The exuberance of these original Ocean’s movies belongs to the world that created classics like “Casablanca” and “Citizen Kane.” “Casablanca” shines because its stars treat their material with love. There is nothing remarkable in Rick Blaine’s famous lovesick mutter “of all the gin joints in the world” on its own, but Bogey messes with it, and spits genius through gritted teeth. In a similar way, “Citizen Kane” continues to delight because — even with repeated viewings — Orson Welles keeps the surprises coming with his trick shots. Movies like these don’t age.
And the Ocean’s trilogy hasn’t aged much either. The films are well-written and Soderbergh knows how to work a camera in a casino with flair. Huge casts, Sinatra-driven soundtracks, and color-saturated casinos make them carnivals of maximalism, and that’s why they work.
Ocean’s schemes are hairbrained and ridiculous. His big plan in “Ocean’s Eleven” — recreating a casino vault and then filming a fake robbery in it while a real robbery takes place in the real vault — would never work in real life, but who cares? That’s the joke. With Ocean’s Twelve and Thirteen, the schemes get more abstruse, but that doesn’t hurt the films. It just means the dialogue and interactions between the characters receive more attention.
“Ocean’s Twelve” is the best of the trilogy for this reason. Here, Soderbergh dispenses with plot coherence entirely and lets his actors have free reign with the roles. The result is a haphazard romp through Europe, where the absurd becomes plausible. An early heist involves an impenetrable fortress, which the crew penetrates by lifting it off its foundations and shooting an arrow through a cracked window to dismantle the security system. The execution of the crime definitely cost more than its payoff, but Soderbergh shoots it with such streamlined elegance that no one seems to notice.
In the film’s most memorable scene, Roberts in the role of Tess-Impersonating-Roberts meets Bruce Willis in a cameo role at an Italian art museum. Cameo Willis exposes Cameo Roberts as Impersonator Tess — who we all know is still Roberts playing the role of Tess.
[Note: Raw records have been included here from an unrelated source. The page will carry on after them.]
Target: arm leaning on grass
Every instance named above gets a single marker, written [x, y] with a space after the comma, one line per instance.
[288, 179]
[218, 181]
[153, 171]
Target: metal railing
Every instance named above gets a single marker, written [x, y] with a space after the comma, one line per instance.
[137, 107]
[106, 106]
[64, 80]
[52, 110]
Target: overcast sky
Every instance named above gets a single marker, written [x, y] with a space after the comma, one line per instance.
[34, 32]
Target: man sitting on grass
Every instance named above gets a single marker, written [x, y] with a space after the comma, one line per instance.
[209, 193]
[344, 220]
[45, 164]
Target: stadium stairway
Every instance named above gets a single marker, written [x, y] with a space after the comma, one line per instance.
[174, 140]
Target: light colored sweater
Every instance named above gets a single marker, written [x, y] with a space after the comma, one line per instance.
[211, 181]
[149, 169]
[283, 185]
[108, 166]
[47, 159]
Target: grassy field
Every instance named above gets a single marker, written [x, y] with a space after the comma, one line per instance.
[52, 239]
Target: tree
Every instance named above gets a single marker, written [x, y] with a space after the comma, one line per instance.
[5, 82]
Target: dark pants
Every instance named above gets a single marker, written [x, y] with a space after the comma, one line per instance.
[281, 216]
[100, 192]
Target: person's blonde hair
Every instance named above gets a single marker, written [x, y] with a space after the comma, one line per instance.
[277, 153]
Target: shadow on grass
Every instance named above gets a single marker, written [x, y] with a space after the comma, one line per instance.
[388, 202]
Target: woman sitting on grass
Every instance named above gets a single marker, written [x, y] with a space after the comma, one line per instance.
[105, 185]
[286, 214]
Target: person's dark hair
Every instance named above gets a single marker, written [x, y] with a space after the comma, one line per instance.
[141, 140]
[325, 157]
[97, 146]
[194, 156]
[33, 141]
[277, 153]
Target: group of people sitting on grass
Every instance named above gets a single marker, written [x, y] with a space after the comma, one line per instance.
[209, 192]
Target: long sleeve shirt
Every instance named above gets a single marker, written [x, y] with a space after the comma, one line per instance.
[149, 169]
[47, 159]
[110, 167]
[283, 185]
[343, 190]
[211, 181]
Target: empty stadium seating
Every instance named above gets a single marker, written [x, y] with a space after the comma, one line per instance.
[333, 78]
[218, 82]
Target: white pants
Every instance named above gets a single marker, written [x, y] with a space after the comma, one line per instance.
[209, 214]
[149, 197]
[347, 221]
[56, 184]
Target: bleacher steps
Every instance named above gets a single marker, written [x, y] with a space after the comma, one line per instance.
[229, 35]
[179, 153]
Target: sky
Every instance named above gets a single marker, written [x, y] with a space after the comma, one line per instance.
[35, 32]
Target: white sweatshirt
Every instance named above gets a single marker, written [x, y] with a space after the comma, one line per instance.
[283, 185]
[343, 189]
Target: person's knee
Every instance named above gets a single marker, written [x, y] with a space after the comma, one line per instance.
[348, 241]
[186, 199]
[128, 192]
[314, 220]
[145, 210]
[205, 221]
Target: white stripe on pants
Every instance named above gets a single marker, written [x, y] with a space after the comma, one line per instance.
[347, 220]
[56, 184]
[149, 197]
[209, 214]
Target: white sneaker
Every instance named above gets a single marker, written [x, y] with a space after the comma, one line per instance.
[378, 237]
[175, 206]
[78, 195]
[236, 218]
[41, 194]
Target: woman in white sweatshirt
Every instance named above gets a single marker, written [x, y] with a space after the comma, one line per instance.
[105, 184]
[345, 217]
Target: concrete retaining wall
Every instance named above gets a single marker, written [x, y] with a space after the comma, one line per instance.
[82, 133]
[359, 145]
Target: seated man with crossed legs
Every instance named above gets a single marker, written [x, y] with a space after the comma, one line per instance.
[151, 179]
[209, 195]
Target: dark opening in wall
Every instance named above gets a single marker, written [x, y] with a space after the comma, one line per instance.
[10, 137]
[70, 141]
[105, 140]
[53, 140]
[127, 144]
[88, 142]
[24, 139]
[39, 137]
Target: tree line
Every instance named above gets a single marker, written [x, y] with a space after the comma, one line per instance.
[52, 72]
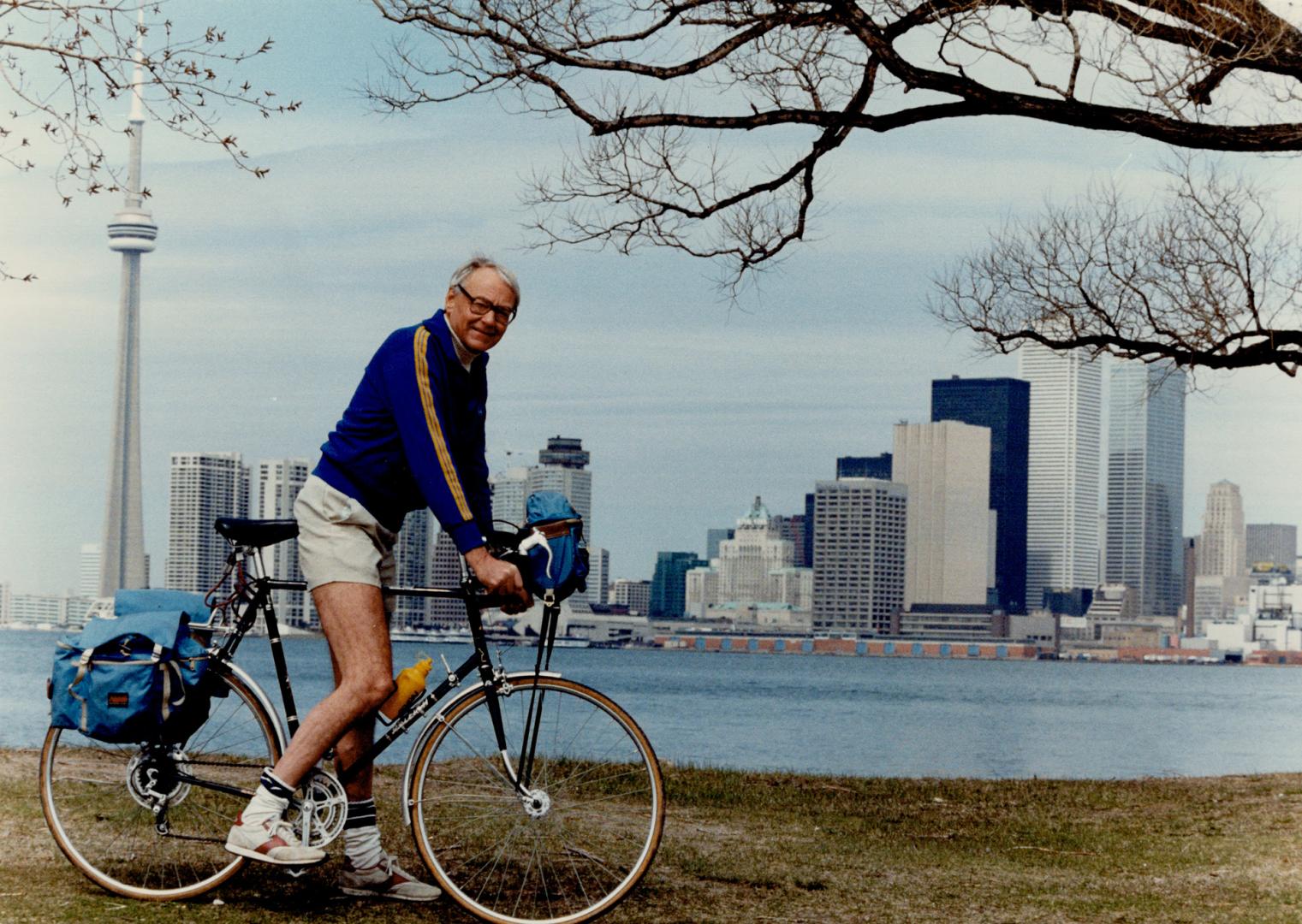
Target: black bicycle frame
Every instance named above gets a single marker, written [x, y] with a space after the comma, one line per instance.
[479, 661]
This the sort of thing that only happens in pure film. The scene has little bearing on the plot, but that’s its beauty: It invites the audience to forget scrutiny and participate in the movie’s levity. Roger Ebert remarked that the Roberts-Willis interaction marked the “Ocean’s Twelve’s” high point, “When you get to the point of interlocking cameos, you have ascended to a level of invention that is its own reward,” he said.
Throughout its run, the whole Ocean’s series invented and reinvented itself at every turn. If Soderbergh had hopped on the all-female lead hype train, he would have played it for screwball laughs — not with the self-seriousness of the reboot. But I’m so glad “Ocean’s 8” exists. Maybe the ads will inspire others to rewatch the Ocean’s trilogy and rediscover that big movies can still be a treat for the eyes and ears. What more could you ask from a summer blockbuster?